Almost every commercial license system has been cracked, we have used many over the years all eventually get cracked, the general rule is write your own, change it every release, once your happy try to crack it yourself.
Nothing is really secure, ultimately look at the big players Microsoft etc, they go with the model honest people will pay and other will copy, don't put too much effort into it.
If you application is worth paying money for people will.
I've used a number of different products that do the license generation and have created my own solution but it comes down to what will give you the most flexibility now and down the road.
Topics that you should focus on for generating your own license keys are...
HEX formating, elliptic curve cryptography, and any of the algorithms for encryption such as AES/Rijndael, DES, Blowfish, etc. These are great for creating license keys.
Of course it isn't enough to have a key you also need to associate it to a product and program the application to lock down based on a key system you've created.
I have messed around with creating my own solution but in the end when it came down to making money with the software I had to cave and get a commercial solution that would save me time in generating keys and managing my product line...
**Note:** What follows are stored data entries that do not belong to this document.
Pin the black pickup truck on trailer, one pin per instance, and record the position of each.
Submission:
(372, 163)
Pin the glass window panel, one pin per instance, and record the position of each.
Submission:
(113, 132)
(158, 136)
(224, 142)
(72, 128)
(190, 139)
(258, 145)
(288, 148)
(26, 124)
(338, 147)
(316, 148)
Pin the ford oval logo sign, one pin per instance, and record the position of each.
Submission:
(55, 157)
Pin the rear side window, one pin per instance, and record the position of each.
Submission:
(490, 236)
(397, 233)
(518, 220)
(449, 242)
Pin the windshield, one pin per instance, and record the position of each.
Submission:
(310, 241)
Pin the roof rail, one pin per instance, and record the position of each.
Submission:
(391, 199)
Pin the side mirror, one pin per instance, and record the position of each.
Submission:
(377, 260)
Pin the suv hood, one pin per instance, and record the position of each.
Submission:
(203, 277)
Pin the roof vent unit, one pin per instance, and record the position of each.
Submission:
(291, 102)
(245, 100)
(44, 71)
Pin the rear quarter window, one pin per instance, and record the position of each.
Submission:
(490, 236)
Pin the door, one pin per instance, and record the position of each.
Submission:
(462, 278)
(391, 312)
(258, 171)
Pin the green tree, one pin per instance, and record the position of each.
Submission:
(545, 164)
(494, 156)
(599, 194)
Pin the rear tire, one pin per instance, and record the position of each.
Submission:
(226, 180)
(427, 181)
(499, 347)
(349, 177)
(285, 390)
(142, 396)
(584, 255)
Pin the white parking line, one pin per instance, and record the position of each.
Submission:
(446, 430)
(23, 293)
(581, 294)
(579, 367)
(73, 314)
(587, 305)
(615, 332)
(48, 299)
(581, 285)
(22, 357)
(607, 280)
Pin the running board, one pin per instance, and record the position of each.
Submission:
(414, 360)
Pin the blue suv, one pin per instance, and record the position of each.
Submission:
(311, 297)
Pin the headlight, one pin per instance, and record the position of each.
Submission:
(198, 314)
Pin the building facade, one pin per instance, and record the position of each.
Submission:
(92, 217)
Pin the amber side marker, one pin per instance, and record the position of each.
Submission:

My favorite so far has been License Vault from SpearmanTech but I've also tried FlexNet (costly), XHEO (way too much programming required), and SeriousBit Ellipter.
I chose the License Vault product in the end because I would get it for much cheaper than the others and it simply had more to offer me as we do most of our work in .NET 3.5.
It is difficult to provide a good answer without knowing anything about your product and customers. For enterprise software sold to technical people you can use a fairly complex licensing system and they'll figure it out. For consumer software sold to the barely computer-literate, you need a much simpler system.
In general, I've adopted the practice of making a very simple system that keeps the honest people honest. Anyone who really wants to steal your software will find a way around any DRM system.
In the past I've used Armadillo (now Software Passport) for C++ projects. I'm currently using XHEO for C# projects.
If your product requires the use of the internet, then you can generate a unique id for the machine and use that to check with a license web service.
If it does not, I think going with a commercial product is the way to go. Yes, they can be hacked, but for the person who is absolutely determined to hack it, it is unlikely they ever would have paid.
We have used: http://www.aspack.com/asprotect.aspx
We also use a function call in their sdk product that gives us a unique id for a machine.
Good company although clearly not native English speakers since their first product was called "AsPack".